The following sections discuss the options and trade-offs for pmie deployment.
The issue is relatively simple and reduces to “On which host(s) should pmie be running?” You must consider both real-time and retrospective uses, and the options are as follows:
For real-time analysis, run pmie on each PCP collector system to monitor local system performance.
For real-time analysis, run pmie on some of the PCP monitor systems to monitor the performance of remote PCP collector systems.
For retrospective analysis, run pmie on the systems where the PCP archive logs reside. The problem then reduces to pmlogger deployment as discussed in “PCP Archive Logger Deployment”.
As an example of the “distributed management with centralized control” philosophy, designate some system to act as the PCP Management Site to run all pmlogger and pmie instances. This arrangement is shown in Figure 7-6.
One pmie instance is capable of monitoring multiple PCP collector systems; for example, to evaluate some universal rules that apply to all hosts. At the same time a single PCP collector system may be monitored by multiple pmie instances; for example, for site-specific and universal rule evaluation, or to support both tactical performance management (operations) and strategic performance management (capacity planning). Both situations are depicted in Figure 7-6.
Depending on the complexity of the rule sets, the number of hosts being monitored, and the evaluation frequency, pmie may consume CPU cycles significantly above the resources required to simply fetch the values of the performance metrics. If this becomes significant, then real-time deployment of pmie away from the PCP collector systems should be considered in order to avoid the “you're part of the problem, not the solution” scenario in terms of CPU utilization on a heavily loaded server.

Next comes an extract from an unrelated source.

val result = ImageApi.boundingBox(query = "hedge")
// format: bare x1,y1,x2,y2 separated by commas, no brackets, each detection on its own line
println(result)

An initial administrative cost is associated with configuring each pmie instance, particularly in the development of the rule sets that accurately capture and classify “good” versus “bad” performance in your environment. These rule sets almost always involve some site-specific knowledge, particularly in respect to the “normal” levels of activity and resource consumption. The pmieconf tool (see “Creating pmie Rules with pmieconf” in Chapter 5) may be used to help develop localized rules based upon parameterized templates covering many common performance scenarios. In complex environments, customizing these rules may occur over an extended period and require considerable performance analysis insight.

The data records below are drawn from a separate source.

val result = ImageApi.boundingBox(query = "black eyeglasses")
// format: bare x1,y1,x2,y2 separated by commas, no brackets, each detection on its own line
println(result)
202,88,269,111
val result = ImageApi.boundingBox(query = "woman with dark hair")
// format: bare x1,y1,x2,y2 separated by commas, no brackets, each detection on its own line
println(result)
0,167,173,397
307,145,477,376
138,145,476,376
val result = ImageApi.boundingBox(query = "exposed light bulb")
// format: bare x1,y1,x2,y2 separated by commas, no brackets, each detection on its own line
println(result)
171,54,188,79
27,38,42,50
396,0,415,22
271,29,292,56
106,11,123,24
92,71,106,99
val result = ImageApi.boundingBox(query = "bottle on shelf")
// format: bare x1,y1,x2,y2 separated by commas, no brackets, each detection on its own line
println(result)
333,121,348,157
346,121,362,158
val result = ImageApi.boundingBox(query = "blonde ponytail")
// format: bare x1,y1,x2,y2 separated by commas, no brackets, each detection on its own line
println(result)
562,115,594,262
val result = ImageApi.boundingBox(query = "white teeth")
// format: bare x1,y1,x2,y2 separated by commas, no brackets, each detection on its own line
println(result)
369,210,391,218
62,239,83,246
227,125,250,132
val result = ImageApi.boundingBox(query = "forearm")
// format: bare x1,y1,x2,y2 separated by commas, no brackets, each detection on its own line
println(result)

One of the functions of pmie provides for continual detection of adverse performance and the automatic generation of alarms (visible, audible, e-mail, pager, and so on). Uncontrolled deployment of this alarm initiating capability throughout the enterprise may cause havoc.

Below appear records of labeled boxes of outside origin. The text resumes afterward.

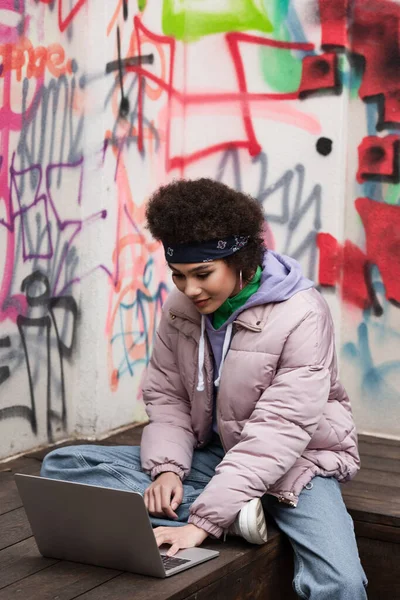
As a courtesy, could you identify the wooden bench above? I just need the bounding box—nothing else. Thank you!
[0,427,400,600]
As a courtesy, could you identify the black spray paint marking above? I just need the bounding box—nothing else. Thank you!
[0,335,11,385]
[216,148,322,279]
[316,137,333,156]
[0,271,78,441]
[106,54,154,73]
[117,27,129,119]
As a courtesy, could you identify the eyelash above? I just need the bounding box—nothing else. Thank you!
[172,273,211,279]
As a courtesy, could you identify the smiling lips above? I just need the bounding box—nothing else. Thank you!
[195,298,210,306]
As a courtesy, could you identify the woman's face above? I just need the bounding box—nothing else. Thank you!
[169,260,240,315]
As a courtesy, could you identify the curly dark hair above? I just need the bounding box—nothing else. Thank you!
[146,177,266,280]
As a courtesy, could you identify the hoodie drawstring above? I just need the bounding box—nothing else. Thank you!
[197,315,206,392]
[196,315,233,392]
[214,323,232,387]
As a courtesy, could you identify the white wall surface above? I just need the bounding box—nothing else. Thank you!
[0,0,400,458]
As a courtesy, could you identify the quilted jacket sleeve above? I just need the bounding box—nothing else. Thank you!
[140,312,195,479]
[189,309,334,537]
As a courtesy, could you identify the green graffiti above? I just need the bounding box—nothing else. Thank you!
[162,0,273,42]
[259,25,302,93]
[385,183,400,204]
[264,0,289,29]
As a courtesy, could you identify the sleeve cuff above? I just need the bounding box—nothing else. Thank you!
[150,463,185,481]
[189,515,224,538]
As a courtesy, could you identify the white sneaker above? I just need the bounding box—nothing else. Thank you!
[228,498,268,545]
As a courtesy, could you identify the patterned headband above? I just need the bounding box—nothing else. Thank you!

These considerations favor a centralized pmie deployment at a small number of PCP monitor sites, or in a PCP Management Site as shown in Figure 7-6.
However, it is most likely that knowledgeable users with specific needs may find a local deployment of pmie most useful to track some particular class of service difficulty or resource utilization. In these cases, the alarm propagation is unlikely to be required or is confined to the system on which pmie is running.
Configuration and management of a number of pmie instances is made much easier with the scripts and control files described in “Management of pmie Processes” in Chapter 5.